1. The 2-Minute Rule

This strategy is intended to motivate you to take action by setting a deadline. This tip is easy to apply If you have to decide, create a timer and begin the process.

The time limit requires you to assess quickly the pros and cons of making a quick decision. This is a simple tip and easy to understand.

A study has found that when people know when a focal task would end, they invest more effort into it as the decision to not do other things is less costly. Study participants were less exhausted. This is due to the importance of deadlines.

If you're simply slow at making decisions, then this advice is an absolute lifesaver. It doesn't mean you have to be spending 2 minutes every time. You can work for anywhere between 1 to 5 minutes. Homepage to learn more about decision making right now.

If you realize you've got a big or important decision to make that will require more than 1 five minutes, give yourself more time, but still apply a deadline. Whether it's 24 hours, or a week, having a limitation will make you take taking action.

2. Think of white and black

There are times where we have more options than we need. Insomnia can result in overwhelm. Research studies have shown that the average American adult takes an average of 35,000 choices every day, which can lead to analysis paralysis or decision fatigue.

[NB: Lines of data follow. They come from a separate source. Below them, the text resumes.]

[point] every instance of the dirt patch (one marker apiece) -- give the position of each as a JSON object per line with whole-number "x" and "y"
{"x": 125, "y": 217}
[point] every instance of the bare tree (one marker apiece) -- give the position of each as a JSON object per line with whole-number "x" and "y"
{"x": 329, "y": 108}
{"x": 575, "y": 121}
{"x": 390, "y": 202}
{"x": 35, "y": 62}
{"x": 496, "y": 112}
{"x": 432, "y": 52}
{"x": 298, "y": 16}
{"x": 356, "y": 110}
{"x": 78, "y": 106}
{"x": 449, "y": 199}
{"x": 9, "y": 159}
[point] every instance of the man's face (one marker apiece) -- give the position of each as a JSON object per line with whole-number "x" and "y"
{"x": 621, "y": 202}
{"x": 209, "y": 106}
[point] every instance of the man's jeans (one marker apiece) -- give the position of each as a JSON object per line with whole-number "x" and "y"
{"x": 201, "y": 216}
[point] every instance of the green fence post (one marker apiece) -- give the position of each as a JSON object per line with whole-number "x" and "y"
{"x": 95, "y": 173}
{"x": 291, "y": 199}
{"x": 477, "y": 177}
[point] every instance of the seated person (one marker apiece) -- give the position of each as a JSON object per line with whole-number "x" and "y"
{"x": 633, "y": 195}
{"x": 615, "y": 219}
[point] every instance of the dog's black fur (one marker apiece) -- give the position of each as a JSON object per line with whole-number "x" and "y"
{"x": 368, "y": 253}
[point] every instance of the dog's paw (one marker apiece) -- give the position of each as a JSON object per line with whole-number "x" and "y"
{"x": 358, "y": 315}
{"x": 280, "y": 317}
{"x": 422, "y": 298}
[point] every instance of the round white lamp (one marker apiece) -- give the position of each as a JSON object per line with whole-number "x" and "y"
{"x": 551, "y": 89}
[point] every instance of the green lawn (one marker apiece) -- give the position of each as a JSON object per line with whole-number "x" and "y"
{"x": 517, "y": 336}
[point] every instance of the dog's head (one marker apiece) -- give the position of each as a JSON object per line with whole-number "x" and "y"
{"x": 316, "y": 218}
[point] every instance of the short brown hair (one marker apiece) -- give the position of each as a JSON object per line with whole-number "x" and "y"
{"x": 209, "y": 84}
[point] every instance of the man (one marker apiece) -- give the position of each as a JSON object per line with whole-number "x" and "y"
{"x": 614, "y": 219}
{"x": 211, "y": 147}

In this situation, utilize your decision-making abilities to assess your options as being good or bad, thereby making it easier to filter out the less optimal decisions.

This approach is perfect for the over-analyzers who insist on questioning every variable. While it's fine to spend some time thinking about certain things in order that you can better evaluate them, it can become difficult if you think too much.

3. Put it inside a Hat

This is the simplest method to decide. If you feel that all choices have equal value, make an outline of your top choices and then place them in bags or in a the hat. The decision you make will be one you pull out at random.


This is great for quick decision-making. It also works well if you have many tasks you don't want to do--these you could pair with an incentive or hat.

Complete a task and when you're done, take your random reward from the second hat. This will help to make the task more enjoyable.

This one is not suitable for big make a decision. I wouldn't suggest putting all possible locations in the hat when you're trying to decide which place to buy your first home. The hat could aid you in deciding what outfit to wear to tomorrow's party.

4. Keep your eyes on the Present

It's easy to be overwhelmed by the vast picture and not see the consequences of our decisions in the near future.

The process of making an agreement can be mentally exhausting as you try to visualize each step and every result. It's better to channel your energy to accomplish the work at hand and just try to make the best choice.

Stay present and choose the best next step. Doing this for every step is an excellent option for the chronic non-decision maker.

This is among the decision-making skills that may involve visualization. Your performance could be dramatically improved by visualizing the outcome of each possible decision.

5. Embrace the Idea of Failure

Slow decision-makers are the ones who have the most anxiety that their decisions may cause bad outcomes.

We react by overthinking the situation, causing us to question every aspect of the decision. We risk making an uninformed decision since we spend time and energy pondering irrelevant questions. This way of thinking needs to be altered.

In his autobiography It Doesn’t Take to be a Hero by General Norman Schwarzkopf, he shares 14 principles of leadership. Rule 13 says "When given the command position take charge." Making a decision will enable you to proceed. Yes, even incorrect decisions.